This post is authored by Henrik Jørgensen from Microsoft Services in Denmark.
The following is based upon real life experience with the CQM framework from a Microsoft Consulting Services project.
One of our customers reported bad experiences with Lync. Specifically the customer reported, that their end-users complained about problems with Audio and Video. The problems reported could be divided into 2 scenarios:
- In PC to PC communication, where 2 end-users communicated via the Lync 2010 client.
- In Conferences hosted on the Lync 2010 platform, where multiple end-users participated in a conference call.
The customer is a major global player in their specific area. They host several Lync pools globally and are represented in countries around the globe.
An approach to analyze the above problems is to use the Call Quality Methodology (CQM) framework as introduced by the Microsoft Lync product group.
The approach was to establish a baseline, in order to understand the level of the problems but also have a benchmark to compare with after implementation of changes to the Lync environment and related IT infrastructure components.
We divided the work into the following areas:
- Bios and device drivers
- Patch level of the OS in use
- Use the CQM SQL queries to analyze the data in the QoE database
- Definition of persona profiles for Lync usage
- Logical map of the Network topology
- Bandwidth estimate calculation
- Network Assessment for UC
The work involved several IT teams at the customer. A key learning was, that the operation of a complex IT-infrastructure as Lync calls for co-operation and communication between the IT teams involved in operations and maintenance of the Lync infrastructure.

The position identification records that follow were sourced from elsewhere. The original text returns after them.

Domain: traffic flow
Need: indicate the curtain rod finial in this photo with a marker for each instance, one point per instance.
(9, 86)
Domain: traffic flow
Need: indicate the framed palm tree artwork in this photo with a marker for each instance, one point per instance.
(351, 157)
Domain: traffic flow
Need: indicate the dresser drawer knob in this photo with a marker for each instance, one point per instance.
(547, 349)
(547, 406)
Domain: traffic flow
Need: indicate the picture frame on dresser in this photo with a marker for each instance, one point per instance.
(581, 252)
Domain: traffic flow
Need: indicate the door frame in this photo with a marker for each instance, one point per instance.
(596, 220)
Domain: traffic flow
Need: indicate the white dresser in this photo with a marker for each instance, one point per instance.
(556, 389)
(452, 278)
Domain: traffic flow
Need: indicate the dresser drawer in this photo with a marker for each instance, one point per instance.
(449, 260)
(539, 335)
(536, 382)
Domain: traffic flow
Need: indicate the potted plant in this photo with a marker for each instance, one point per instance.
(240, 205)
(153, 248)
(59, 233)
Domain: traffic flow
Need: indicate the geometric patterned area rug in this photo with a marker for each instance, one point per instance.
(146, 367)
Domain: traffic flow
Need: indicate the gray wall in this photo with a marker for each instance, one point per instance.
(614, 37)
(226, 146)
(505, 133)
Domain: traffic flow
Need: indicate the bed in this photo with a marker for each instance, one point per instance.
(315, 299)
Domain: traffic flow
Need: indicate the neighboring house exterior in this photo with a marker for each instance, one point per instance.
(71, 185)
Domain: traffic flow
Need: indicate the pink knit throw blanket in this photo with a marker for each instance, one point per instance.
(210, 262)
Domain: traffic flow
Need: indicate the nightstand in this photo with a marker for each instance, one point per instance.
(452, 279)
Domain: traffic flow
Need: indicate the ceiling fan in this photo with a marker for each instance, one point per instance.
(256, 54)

The analysis work revealed several findings:
- The Bios level needed to upgraded on some pc's
- It was necessary to deploy newer versions of drivers for Network Interface Cards in the clients
- The Hardware requirements was met
- Newer BIOS and firmware was needed at the server level
The KHI, CQM and Network Analysis revealed other findings. These are presented in more detail in the following.
Server Key Health Indicators
We used the KHI collection PowerShell script from the networking guide. We collected data for 5 working days. Afterwards, the data was imported to Microsoft Excel.
Among other critical findings, we observed packet loss on some of the front-end servers. This called for further analysis of the server problems. A firmware upgrade was part of the solution.
The CQM SQL queries are divided in 3 areas
- Endpoints – the methodology will help to determine whether there are problems with the client pc's or the devices connected to these.
- Server to server / gateway traffic – in order to document whether the Lync media servers are healthy or not. Furthermore, the methodology can document whether conditions on the servers are contributing to packet loss and Jitter.
- Network – the methodology will document which LAN subnets the Lync poor calls are coming from.
We used the queries in the Networking guide. A summary of the findings are provided below:
The CQM queries revealed that a majority of end-users at given locations did not use Lync certified devices. The customer initiated a process to
- Provide the end-users with certified devices
- Learn the end-users to use the devices
The CQM queries documented packet loss between the AVMCU and the Mediation Server and from the Mediation Server to the gateway at some sites. Further analysis looked at
- Non Lync Software on the servers
- Lync pre-requisites regarding antivirus exclusions
- Ensure that the network equipment are healthy and it follows Microsoft guidelines from the Open Interoperability List
- Firmware on the servers network interface card
We identified several issues
- All access to the Lync infrastructure was via VPN for the customers employees when working remotely. Split tunneling was not implemented.
- Some internal peer-to-peer traffic was relayed via the Edge servers.
- RTT > 500 Ms was observed on some network connections
- Packet loss on WiFi networks.
All above findings called for additional analysis and work in order to solve the problems.
Together with the customer, we defined three persona profiles. These where defined in the bandwidth calculator.
The customers HR department provided us with a number for each of the persona profiles at the specific locations where the customer is represented.
The calculations in the bandwidth calculator revealed:
- Possible overflow of the QoS queue allocated for Lync traffic
- Locations where more bandwidth was needed to handle the Lync traffic
Furthermore, the customer initiated a network assessment of the WAN. The assessment documented the predictions from the bandwidth calculator.
Customer initiated actions to improve the Lync experience
The customer initiated several actions to improve the Lync experience of their end-users. In summary these are
- Acquiring more WAN bandwidth for given locations
- Implementation of Quality of Service on the network
- Renewal of network equipment at given locations
- Improvements to existing WiFi implementations at given sites
- Training of the end-users
Proactively use of the CQM methodology in order to monitor improvements
With the CQM approach, we helped our customer to not only troubleshoot and fix problems with their Lync infrastructure. We also established a methodology that is used pro-actively in their environment to prevent problems in Lync communications internally as well as with external parties.
A key learning is that CQM is a very good framework, but the value from it can be very limited, if the processes at a customer are not aligned to CQM and a proper Lync service mapping is not in place. Furthermore, the different IT teams at the customer needs to communicate very close about operation and maintenance of the IT infrastructure.